Rights probe welcomed

2013-07-22 00:00

THE KZN Health Department said it welcomes an investigation by the SA Human Rights Commission (SAHRC) into its controversial decision to halt the operation of two cancer radiotherapy machines at Addington Hospital earlier this year.

The department maintains that its actions in stopping the use of the machines pending the outcome of a fraud probe into the maintenance contract awarded to Tecmed — the company that also installed the machines — were “misunderstood”.

The department also insists that the fact that machines were not operational for a period of about four months from the beginning of the year did not compromise the health or lives of its oncology patients.

Responding to the announcement by the SAHRC that it is to investigate complaints about the department’s failure to keep the machines operational, the head of the department Dr Sibongile Zungu said at the weekend the decision to halt the use of the machines had followed lengthy internal investigations into the procurement process involving the machines and the service provider in question.
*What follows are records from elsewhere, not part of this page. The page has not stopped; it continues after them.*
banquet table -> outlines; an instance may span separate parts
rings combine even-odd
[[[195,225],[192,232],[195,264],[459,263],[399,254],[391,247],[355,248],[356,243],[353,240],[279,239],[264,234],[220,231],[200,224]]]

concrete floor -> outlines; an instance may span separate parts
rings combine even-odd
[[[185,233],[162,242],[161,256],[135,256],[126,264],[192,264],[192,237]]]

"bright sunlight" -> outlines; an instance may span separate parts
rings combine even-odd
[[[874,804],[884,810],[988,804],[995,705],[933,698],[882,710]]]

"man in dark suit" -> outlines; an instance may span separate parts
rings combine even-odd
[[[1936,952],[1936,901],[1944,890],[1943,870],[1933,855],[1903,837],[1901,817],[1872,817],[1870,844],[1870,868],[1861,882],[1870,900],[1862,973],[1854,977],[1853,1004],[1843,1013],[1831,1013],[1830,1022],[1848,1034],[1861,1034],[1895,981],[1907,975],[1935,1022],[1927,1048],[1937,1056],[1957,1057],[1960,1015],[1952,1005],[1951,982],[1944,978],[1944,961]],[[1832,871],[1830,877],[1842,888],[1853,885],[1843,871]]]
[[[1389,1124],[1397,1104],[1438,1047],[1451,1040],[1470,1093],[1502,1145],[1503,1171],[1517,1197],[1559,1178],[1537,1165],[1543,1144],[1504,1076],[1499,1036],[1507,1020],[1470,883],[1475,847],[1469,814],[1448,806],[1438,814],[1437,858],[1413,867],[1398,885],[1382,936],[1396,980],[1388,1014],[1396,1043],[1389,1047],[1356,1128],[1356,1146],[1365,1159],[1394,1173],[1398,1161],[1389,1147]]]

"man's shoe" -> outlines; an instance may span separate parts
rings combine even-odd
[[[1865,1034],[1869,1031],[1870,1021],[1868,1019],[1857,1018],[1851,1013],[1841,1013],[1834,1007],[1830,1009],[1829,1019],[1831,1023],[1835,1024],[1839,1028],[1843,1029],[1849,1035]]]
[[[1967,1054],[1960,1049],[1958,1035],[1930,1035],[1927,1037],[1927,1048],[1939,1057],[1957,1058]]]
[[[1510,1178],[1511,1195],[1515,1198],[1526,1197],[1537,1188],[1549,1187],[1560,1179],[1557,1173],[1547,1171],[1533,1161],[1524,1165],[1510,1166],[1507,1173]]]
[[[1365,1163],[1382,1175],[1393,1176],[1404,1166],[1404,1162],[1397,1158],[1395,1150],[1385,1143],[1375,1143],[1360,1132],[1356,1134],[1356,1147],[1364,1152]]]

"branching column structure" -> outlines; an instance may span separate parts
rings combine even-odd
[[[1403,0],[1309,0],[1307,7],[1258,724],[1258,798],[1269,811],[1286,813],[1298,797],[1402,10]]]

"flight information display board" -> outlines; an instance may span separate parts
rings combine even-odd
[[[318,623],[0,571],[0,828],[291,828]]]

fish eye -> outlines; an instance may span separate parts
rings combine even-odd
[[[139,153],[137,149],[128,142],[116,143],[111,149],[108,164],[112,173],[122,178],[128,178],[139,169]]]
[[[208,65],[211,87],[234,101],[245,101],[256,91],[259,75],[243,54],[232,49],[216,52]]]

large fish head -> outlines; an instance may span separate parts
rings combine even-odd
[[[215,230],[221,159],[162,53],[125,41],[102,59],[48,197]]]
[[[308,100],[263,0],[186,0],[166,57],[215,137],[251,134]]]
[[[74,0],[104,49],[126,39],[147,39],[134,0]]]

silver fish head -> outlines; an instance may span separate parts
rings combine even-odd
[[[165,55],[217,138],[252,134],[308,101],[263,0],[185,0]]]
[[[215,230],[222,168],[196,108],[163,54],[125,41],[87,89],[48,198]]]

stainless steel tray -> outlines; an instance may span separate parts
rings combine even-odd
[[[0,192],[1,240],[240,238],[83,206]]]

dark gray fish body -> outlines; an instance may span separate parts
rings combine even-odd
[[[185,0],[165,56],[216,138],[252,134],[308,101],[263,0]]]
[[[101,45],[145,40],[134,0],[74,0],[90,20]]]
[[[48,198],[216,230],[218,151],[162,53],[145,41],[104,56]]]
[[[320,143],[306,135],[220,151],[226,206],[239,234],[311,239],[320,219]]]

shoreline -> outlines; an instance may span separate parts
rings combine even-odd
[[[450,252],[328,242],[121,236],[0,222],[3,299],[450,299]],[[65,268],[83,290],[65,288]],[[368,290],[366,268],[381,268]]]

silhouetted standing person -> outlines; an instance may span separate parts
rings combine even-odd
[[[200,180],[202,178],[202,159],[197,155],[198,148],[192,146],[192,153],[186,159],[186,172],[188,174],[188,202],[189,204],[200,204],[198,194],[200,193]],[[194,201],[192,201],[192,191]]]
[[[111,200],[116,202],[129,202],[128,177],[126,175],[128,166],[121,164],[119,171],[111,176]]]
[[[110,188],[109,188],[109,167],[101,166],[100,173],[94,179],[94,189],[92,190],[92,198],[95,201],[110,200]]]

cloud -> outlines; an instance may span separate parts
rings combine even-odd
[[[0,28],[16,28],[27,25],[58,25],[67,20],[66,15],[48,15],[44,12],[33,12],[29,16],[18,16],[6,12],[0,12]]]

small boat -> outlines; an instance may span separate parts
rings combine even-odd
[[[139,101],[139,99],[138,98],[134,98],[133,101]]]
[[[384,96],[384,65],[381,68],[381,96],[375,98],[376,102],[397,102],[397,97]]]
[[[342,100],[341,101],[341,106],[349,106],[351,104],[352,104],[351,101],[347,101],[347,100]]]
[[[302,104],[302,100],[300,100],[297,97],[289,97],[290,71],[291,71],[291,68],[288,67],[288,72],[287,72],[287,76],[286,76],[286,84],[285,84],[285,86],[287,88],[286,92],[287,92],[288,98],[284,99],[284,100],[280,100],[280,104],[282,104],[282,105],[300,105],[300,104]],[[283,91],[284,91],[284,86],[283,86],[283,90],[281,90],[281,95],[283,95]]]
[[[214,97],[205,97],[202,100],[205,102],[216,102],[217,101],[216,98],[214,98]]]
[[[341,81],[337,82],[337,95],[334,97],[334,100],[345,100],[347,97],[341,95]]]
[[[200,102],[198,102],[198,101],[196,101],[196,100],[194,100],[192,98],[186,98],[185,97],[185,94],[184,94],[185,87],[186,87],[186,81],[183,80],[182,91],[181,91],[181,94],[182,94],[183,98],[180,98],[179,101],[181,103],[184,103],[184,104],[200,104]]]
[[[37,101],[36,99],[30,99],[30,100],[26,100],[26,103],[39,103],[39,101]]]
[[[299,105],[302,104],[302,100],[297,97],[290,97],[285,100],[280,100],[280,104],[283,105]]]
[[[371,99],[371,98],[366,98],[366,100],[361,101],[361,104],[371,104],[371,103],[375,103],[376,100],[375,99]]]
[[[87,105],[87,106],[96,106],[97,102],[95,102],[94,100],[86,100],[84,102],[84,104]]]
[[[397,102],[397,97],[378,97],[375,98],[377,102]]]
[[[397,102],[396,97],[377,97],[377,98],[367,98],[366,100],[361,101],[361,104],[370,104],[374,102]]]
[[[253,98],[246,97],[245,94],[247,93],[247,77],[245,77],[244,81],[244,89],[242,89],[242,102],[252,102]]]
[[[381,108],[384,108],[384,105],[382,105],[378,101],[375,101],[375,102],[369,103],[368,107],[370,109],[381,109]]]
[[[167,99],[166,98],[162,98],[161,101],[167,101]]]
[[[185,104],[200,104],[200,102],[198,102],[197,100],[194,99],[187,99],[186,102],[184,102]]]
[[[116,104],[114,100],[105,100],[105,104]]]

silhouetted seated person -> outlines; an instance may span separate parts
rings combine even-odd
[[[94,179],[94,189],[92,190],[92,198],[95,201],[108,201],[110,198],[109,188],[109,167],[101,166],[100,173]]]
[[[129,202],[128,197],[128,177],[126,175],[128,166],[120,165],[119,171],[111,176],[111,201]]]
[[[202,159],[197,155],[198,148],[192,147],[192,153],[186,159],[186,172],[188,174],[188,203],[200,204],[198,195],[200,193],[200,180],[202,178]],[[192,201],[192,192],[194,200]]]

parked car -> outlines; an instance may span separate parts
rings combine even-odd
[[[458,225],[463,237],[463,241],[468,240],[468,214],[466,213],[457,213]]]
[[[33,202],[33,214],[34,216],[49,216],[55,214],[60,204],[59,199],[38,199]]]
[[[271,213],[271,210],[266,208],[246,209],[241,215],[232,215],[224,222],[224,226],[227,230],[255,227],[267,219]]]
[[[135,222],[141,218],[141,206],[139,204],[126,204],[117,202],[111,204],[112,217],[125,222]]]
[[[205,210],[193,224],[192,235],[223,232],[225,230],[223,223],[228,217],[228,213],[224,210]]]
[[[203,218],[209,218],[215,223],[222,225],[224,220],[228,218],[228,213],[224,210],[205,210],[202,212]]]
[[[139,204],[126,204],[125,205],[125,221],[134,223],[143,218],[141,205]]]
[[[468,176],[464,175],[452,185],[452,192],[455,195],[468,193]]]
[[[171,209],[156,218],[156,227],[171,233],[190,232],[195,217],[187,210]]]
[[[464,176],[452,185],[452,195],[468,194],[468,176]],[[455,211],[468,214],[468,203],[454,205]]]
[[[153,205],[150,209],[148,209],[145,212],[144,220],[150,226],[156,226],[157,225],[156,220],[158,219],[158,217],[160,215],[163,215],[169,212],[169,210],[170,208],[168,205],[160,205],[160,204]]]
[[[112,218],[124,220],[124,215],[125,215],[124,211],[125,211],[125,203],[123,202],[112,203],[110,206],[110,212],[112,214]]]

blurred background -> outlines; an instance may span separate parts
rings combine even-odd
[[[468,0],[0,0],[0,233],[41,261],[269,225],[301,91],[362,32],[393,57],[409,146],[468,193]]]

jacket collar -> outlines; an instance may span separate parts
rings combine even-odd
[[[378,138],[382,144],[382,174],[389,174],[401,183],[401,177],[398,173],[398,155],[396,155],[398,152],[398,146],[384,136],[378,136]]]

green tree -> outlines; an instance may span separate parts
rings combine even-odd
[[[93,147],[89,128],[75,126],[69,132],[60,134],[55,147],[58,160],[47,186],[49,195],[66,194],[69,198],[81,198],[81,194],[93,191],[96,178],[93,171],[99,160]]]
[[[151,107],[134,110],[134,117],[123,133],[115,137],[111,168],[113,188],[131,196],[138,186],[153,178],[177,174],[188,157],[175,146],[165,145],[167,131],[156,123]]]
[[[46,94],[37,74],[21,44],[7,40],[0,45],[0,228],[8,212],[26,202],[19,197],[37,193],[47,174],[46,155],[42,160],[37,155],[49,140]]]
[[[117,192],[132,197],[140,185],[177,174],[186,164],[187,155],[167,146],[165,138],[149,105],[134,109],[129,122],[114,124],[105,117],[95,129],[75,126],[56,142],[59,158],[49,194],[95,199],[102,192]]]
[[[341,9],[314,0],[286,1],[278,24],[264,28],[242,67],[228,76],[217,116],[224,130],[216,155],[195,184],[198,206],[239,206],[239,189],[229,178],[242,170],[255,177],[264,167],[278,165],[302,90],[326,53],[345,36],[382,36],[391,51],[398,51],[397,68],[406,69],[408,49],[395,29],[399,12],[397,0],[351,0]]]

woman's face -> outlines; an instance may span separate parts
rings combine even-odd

The department could not allow millions of rands being lost pending finality in the matter.

But Zungu said before stopping the use of the machines the department had put in place a number of measures to ensure that patients’ treatment would not be compromised.

These included the free transportation of affected patients to other state health facilities to continue their treatment and the prioritisation of “urgent cases”.

Zungu said in a statement it was unfortunate that the matter had been “misunderstood by some and taken out of context by others who sought to exploit the issue for their own agendas”.

The department’s spokesperson Desmond Motha confirmed yesterday that the two radiotherapy machines have been back in operation since last month when KZN Health MEC Sibongeniseni Dhlomo announced that the department would resume paying the maintenance contract on a “month-to-month” basis.

“In the meantime, the criminal investigation by the Hawks is ongoing,” Motha said.

Due to the legal implications of the case, the department was not in a position to expand further at this stage on the reasons for its decision.

Zungu said that the SAHRC investigation will enable the department to “place the matter in perspective and address allegations that it compromised patients’ lives”.

“We look forward to engaging with the SAHRC on the issue,” she said.

The department’s failure to pay the maintenance contracts reportedly led to the resignation of the head of the hospital’s oncology department, Professor Amo Jordaan, in December.